12. 12Readers who insist on a rigid distinction between the Tenth Muse Bradstreet and the Bradstreet of “Contemplations” and “Upon the Burning of Our House” neglect the fact that throughout their critically-favored post-1650 period of her life, Bradstreet returned often to the Tenth Muse poems, particularly to the quaternions. As a result of this oversight, the content of these revisions, as well as the significance of Bradstreet’s continuing interest in her Tenth Muse poems, are often glossed over in critical studies of Bradstreet’s work; Adrienne Rich, for example, simply dismisses Bradstreet’s Tenth Muse revisions as “of little aesthetic interest” (xvii).

13. 13See also Louisa Hall’s discussion of Bradstreet’s “broken style” in “The Influence of Anne Bradstreet’s Innovative Errors,” particularly pages 5–6. Here, Hall considers Bradstreet’s “willingness to use error to express herself” as a “stylistic choice,” arguing that “Bradstreet’s breaks were not accidental, but rather served to express the tension inherent in moments of psychic strain.

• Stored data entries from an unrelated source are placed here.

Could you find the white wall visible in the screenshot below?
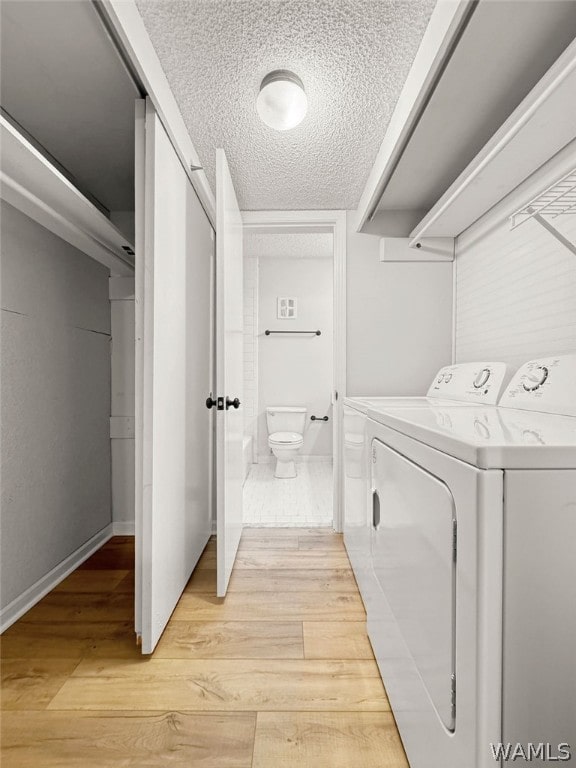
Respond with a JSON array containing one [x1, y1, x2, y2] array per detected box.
[[0, 201, 111, 610], [243, 256, 258, 459], [110, 276, 135, 530], [455, 153, 576, 369], [257, 256, 333, 459], [346, 211, 453, 395]]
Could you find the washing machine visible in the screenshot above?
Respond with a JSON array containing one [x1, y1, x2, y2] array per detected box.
[[366, 355, 576, 768], [345, 360, 511, 415], [342, 361, 511, 605]]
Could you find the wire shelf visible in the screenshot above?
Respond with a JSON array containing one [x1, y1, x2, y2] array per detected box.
[[510, 168, 576, 229]]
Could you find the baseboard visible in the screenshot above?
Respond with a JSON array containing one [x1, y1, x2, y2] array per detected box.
[[0, 524, 115, 633], [112, 521, 135, 535]]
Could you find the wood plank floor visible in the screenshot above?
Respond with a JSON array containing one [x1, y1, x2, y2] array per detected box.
[[1, 530, 409, 767]]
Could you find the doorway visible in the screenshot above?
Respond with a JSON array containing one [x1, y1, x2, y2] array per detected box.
[[242, 231, 334, 527], [241, 211, 347, 532]]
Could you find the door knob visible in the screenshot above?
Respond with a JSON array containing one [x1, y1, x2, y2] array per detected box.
[[226, 397, 241, 410], [206, 395, 218, 409]]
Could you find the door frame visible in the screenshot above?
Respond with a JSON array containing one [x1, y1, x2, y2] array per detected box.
[[241, 209, 347, 531]]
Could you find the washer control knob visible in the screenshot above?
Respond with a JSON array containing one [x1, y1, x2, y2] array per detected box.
[[473, 368, 491, 389], [444, 373, 452, 383], [522, 366, 548, 392]]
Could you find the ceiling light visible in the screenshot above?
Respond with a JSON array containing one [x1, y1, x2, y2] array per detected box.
[[256, 70, 308, 131]]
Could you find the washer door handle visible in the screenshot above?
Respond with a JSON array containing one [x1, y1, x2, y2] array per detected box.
[[372, 490, 381, 529]]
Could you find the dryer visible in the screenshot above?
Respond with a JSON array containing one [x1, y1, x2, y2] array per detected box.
[[343, 361, 510, 605], [366, 355, 576, 768]]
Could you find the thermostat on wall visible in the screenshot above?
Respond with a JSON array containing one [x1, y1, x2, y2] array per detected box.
[[277, 297, 297, 319]]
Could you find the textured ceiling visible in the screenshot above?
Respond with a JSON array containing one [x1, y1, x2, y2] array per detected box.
[[136, 0, 436, 210], [245, 232, 333, 259]]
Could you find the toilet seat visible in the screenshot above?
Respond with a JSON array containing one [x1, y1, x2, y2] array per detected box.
[[269, 431, 303, 446]]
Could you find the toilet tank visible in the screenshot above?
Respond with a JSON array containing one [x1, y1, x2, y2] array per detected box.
[[266, 406, 307, 435]]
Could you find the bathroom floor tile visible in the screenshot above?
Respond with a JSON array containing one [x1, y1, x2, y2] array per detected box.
[[243, 461, 333, 526]]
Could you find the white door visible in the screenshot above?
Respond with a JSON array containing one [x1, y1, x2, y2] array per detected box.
[[215, 148, 244, 596], [371, 438, 456, 731], [135, 99, 214, 653]]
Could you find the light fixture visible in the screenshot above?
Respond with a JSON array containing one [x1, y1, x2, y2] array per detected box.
[[256, 70, 308, 131]]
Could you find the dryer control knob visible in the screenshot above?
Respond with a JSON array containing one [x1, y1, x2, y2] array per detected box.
[[473, 368, 491, 389], [522, 366, 548, 392]]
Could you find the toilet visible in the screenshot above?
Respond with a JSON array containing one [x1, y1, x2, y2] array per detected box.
[[266, 406, 307, 478]]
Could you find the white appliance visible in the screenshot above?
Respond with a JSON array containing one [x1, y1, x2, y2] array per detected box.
[[365, 355, 576, 768], [343, 361, 510, 603], [345, 361, 512, 414]]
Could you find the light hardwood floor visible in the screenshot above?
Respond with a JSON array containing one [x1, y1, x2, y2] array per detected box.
[[1, 530, 409, 767]]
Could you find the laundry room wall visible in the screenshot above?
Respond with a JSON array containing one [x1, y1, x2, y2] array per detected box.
[[0, 201, 112, 614], [243, 254, 259, 469], [255, 243, 333, 460], [346, 210, 453, 396], [454, 141, 576, 369], [109, 275, 135, 531]]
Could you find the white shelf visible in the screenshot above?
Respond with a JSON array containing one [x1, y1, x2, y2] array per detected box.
[[356, 3, 576, 239], [379, 237, 454, 262], [410, 37, 576, 241], [510, 168, 576, 257], [0, 115, 135, 275], [511, 169, 576, 228], [354, 0, 472, 233]]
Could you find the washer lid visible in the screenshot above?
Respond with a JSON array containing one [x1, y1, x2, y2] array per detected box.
[[269, 431, 303, 444], [343, 395, 486, 414]]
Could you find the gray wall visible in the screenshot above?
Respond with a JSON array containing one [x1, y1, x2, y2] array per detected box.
[[1, 201, 111, 609], [346, 211, 453, 396]]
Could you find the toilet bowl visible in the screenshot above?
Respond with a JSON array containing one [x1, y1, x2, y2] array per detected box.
[[266, 407, 307, 478], [268, 431, 304, 478]]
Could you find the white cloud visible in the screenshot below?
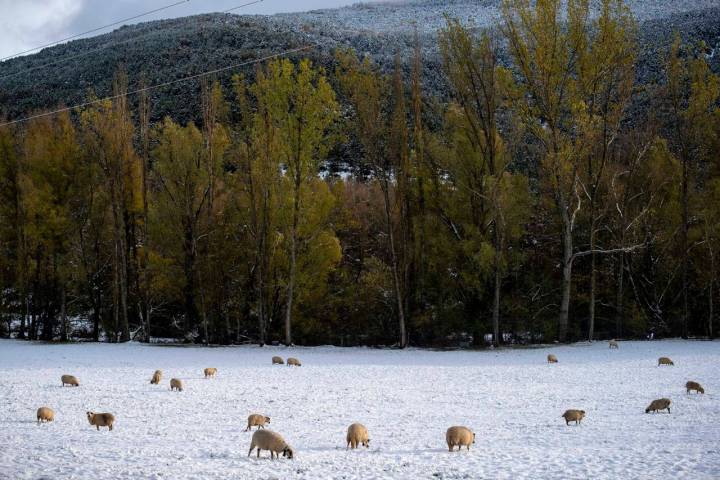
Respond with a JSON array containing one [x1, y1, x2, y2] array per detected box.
[[0, 0, 85, 59]]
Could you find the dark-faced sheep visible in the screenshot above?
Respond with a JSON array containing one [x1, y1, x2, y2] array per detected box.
[[204, 368, 217, 378], [170, 378, 183, 391], [272, 356, 284, 365], [686, 381, 704, 394], [287, 357, 301, 367], [658, 357, 674, 366], [150, 370, 162, 385], [87, 412, 115, 431], [561, 409, 585, 425], [248, 429, 294, 460], [36, 407, 54, 424], [346, 423, 370, 449], [61, 375, 79, 387], [645, 398, 672, 414], [446, 426, 475, 451], [246, 414, 270, 431], [547, 354, 558, 364]]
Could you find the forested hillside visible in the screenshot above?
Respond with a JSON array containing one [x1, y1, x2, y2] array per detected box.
[[0, 0, 718, 346]]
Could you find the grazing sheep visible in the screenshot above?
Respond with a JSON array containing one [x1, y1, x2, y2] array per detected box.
[[645, 398, 672, 414], [61, 375, 79, 387], [561, 409, 586, 425], [547, 354, 558, 364], [36, 407, 54, 424], [686, 381, 705, 394], [346, 423, 370, 450], [609, 340, 619, 349], [245, 414, 271, 431], [287, 357, 301, 367], [150, 370, 162, 385], [170, 378, 183, 391], [272, 356, 284, 365], [446, 426, 475, 451], [658, 357, 674, 366], [204, 368, 217, 378], [86, 412, 115, 431], [247, 429, 294, 460]]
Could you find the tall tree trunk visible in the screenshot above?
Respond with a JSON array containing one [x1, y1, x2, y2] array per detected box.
[[183, 220, 197, 339], [708, 243, 715, 339], [93, 297, 101, 342], [492, 225, 502, 347], [559, 209, 573, 343], [382, 181, 407, 348], [284, 179, 300, 346], [588, 223, 597, 342], [139, 81, 151, 343], [681, 155, 689, 338], [615, 251, 625, 339], [59, 287, 67, 342], [492, 253, 501, 347]]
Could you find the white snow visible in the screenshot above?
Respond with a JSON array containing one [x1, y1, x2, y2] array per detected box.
[[0, 339, 718, 479]]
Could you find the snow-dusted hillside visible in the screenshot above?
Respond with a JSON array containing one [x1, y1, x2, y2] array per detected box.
[[282, 0, 720, 35], [0, 340, 718, 479]]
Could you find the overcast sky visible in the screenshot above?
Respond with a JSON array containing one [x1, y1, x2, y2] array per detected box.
[[0, 0, 364, 60]]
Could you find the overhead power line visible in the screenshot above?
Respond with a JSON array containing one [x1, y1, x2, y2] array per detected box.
[[0, 45, 315, 128], [0, 0, 192, 62], [0, 0, 264, 81]]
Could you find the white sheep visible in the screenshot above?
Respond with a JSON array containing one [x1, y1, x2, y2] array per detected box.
[[245, 414, 271, 431], [86, 411, 115, 431], [36, 407, 54, 424], [248, 429, 294, 460], [61, 375, 79, 387], [346, 423, 370, 449], [446, 426, 475, 451]]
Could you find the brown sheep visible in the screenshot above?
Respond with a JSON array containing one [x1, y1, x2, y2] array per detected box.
[[36, 407, 54, 424], [86, 411, 115, 431], [61, 375, 79, 387], [346, 423, 370, 450], [170, 378, 183, 391], [150, 370, 162, 385], [245, 414, 271, 431], [609, 340, 619, 349], [204, 368, 217, 379], [658, 357, 674, 366], [287, 357, 301, 367], [645, 398, 671, 413], [686, 381, 705, 394], [272, 356, 284, 365], [561, 409, 586, 425], [248, 429, 294, 460], [446, 426, 475, 451], [547, 354, 558, 364]]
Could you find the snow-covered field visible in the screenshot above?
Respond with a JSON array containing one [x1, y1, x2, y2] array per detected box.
[[0, 339, 718, 479]]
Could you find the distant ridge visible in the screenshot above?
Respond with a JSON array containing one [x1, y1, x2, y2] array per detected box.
[[0, 0, 718, 127]]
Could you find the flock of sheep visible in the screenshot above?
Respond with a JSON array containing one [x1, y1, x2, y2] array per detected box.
[[548, 341, 705, 424], [33, 341, 707, 459]]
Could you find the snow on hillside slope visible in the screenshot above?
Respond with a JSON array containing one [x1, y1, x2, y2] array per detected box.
[[0, 340, 718, 479]]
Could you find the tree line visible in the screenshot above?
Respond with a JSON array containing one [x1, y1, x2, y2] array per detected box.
[[0, 0, 718, 346]]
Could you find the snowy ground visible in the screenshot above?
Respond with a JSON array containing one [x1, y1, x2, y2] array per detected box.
[[0, 339, 718, 479]]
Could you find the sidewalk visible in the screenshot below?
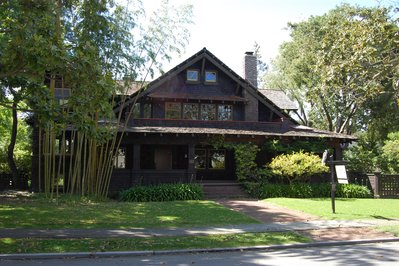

In so doing, Bradstreet adapted her voice to the pressures of her life, proving herself not only an adept but an inventive poet.”

14. 14Compare these lines from “The Four Elements” to the closing lines of Bradstreet’s “Prologue”—“This mean and unrefined ore of mine/Will make your glist’ring gold but more to shine (ll. 49-50)—in which Bradstreet’s poetry itself initiates transmutation.